Chemistry: molecular biology and microbiology – Measuring or testing process involving enzymes or... – Involving virus or bacteriophage
Reexamination Certificate
2000-01-28
2001-07-31
Jones, W. Gary (Department: 1656)
Chemistry: molecular biology and microbiology
Measuring or testing process involving enzymes or...
Involving virus or bacteriophage
C435S006120, C435S091100, C435S091200, C435S325000, C435S252300, C435S243000, C536S063000
Reexamination Certificate
active
06268127
ABSTRACT:
FIELD OF THE INVENTION
The present invention pertains to methods for preparing DNA from serum and plasma, particularly for use as a target in amplification reactions.
BACKGROUND OF THE INVENTION
Technology is rapidly advancing in the area of amplification and detection of nucleic acids, particularly as it relates to commercial diagnostic tests, which offer early detection of infectious diseases, cancer and genetic disorders. Highly sophisticated techniques for the amplification of minute quantities of nucleic acids, such as PCR (polymerase chain reaction), are now well known (see. U.S. Pat. Nos. 4,683,195; 4,683,202; and 4,965,188). The inherent sensitivity of PCR, i.e., its ability to amplify very small concentrations of a target DNA, means that low level carryover of PCR products, and contamination between specimens, can yield false positive results. Carryover and sample contamination, among other things, are a function of the number of manipulations of the sample required during processing. Therefore, a simple procedure with a minimal number of steps that expose the sample to the environment is highly desirable.

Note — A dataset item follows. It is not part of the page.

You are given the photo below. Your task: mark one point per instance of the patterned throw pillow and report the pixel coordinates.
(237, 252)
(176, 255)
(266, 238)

Traditionally, PCR identification of viremia due to infectious human cytomegalovirus (HCMV), and identification of other viruses and bacteria has been performed on peripheral blood leukocytes (WBCs) obtained from whole blood. Separation of WBCs from whole blood is usually required prior to extraction of the HCMV DNA from the WBCs. Procedures for this separation include erythrocyte sedimentation in a dextran solution (Rasmussen et al.,
J. Infect. Dis.
171:17714 82, 1995), differential lysis using ammonium chloride solutions (U.S. Pat. No. 5,702,884 Ekeze et al), or the use of commercially available procedures (such as, e.g., CPT-Vacutainer™ tubes from Becton-Dickinson). Typically, these procedures include a wash step which results in the removal of potential inhibitors of amplification; alternatively, the isolation of WBCs serves to remove these inhibitors, which typically reside in high concentration in plasma or serum.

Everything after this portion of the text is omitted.